Another potential avenue for funding is through public-private partnerships that leverage philanthropic contributions from foundations and wealthy individuals to support AMD treatment initiatives. Such partnerships have been successful in funding healthcare programs in low- and middle-income countries and could be extended to address AMD treatment disparities among older individuals in resource-constrained settings.

5. Recommendation

Based on the literature evaluation and consideration of the barriers and funding options, a multilevel recommendation is proposed to improve access to anti-VEGF therapies for AMD in older individuals:

a. Enhancing Public Awareness and Screening: Public health campaigns targeting older individuals should be initiated to raise awareness about AMD symptoms, the importance of regular eye examinations, and early intervention. Collaboration with healthcare professionals, community centers, and senior care facilities will be essential to reach the target population effectively.

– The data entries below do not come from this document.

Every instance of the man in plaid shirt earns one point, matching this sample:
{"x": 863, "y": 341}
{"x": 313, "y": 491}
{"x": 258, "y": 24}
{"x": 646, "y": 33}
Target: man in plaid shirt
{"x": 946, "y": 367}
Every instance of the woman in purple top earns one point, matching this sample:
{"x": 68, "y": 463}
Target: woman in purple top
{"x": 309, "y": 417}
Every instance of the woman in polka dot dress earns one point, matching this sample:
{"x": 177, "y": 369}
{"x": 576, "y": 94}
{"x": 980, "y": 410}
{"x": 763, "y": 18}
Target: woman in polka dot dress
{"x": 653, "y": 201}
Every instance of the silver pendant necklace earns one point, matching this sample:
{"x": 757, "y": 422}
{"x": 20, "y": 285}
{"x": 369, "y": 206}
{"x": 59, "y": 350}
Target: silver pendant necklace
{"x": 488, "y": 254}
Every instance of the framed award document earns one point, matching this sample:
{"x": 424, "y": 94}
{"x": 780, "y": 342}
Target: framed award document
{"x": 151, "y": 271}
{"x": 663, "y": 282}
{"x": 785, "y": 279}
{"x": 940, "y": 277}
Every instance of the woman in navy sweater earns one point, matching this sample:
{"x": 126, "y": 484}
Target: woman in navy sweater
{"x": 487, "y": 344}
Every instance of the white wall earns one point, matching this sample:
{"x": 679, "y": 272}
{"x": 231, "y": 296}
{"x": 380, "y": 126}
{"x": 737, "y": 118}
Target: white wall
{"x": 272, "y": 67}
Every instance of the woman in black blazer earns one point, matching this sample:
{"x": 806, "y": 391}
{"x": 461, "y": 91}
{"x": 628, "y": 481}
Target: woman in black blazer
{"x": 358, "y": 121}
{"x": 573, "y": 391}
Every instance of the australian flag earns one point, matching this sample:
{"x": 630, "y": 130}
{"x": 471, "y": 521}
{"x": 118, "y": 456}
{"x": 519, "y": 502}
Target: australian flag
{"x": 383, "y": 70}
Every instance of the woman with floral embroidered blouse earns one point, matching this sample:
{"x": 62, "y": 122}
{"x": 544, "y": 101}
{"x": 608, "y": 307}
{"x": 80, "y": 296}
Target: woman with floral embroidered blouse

b. Strengthening Healthcare Infrastructure: Investment in ophthalmology clinics and training programs for healthcare professionals should be prioritized to ensure sufficient capacity for administering intravitreal injections. Telemedicine services can also be leveraged to provide remote consultations and reduce the need for in-person visits, particularly for rural and geographically isolated older individuals.

c. Negotiating Affordable Pricing: Collaboration between government agencies, payers, and pharmaceutical manufacturers should be pursued to negotiate lower prices for anti-VEGF medications, making them more affordable for both healthcare systems and older individuals.

d. Public-Private Partnerships: Engaging philanthropic organizations and private foundations in initiatives to fund AMD treatment programs will facilitate resource mobilization and contribute to sustainable access to anti-VEGF therapies.

Conclusion

Addressing the health issue of AMD among older individuals requires a comprehensive approach that encompasses clinical treatment, public policy, and funding strategies. By evaluating existing literature, incorporating solutions into public policy, identifying barriers to implementation, and analyzing funding options, the proposed recommendation aims to enhance access to anti-VEGF therapies for AMD and improve visual outcomes for older individuals. Implementing these measures will contribute to better health outcomes and quality of life for the aging population.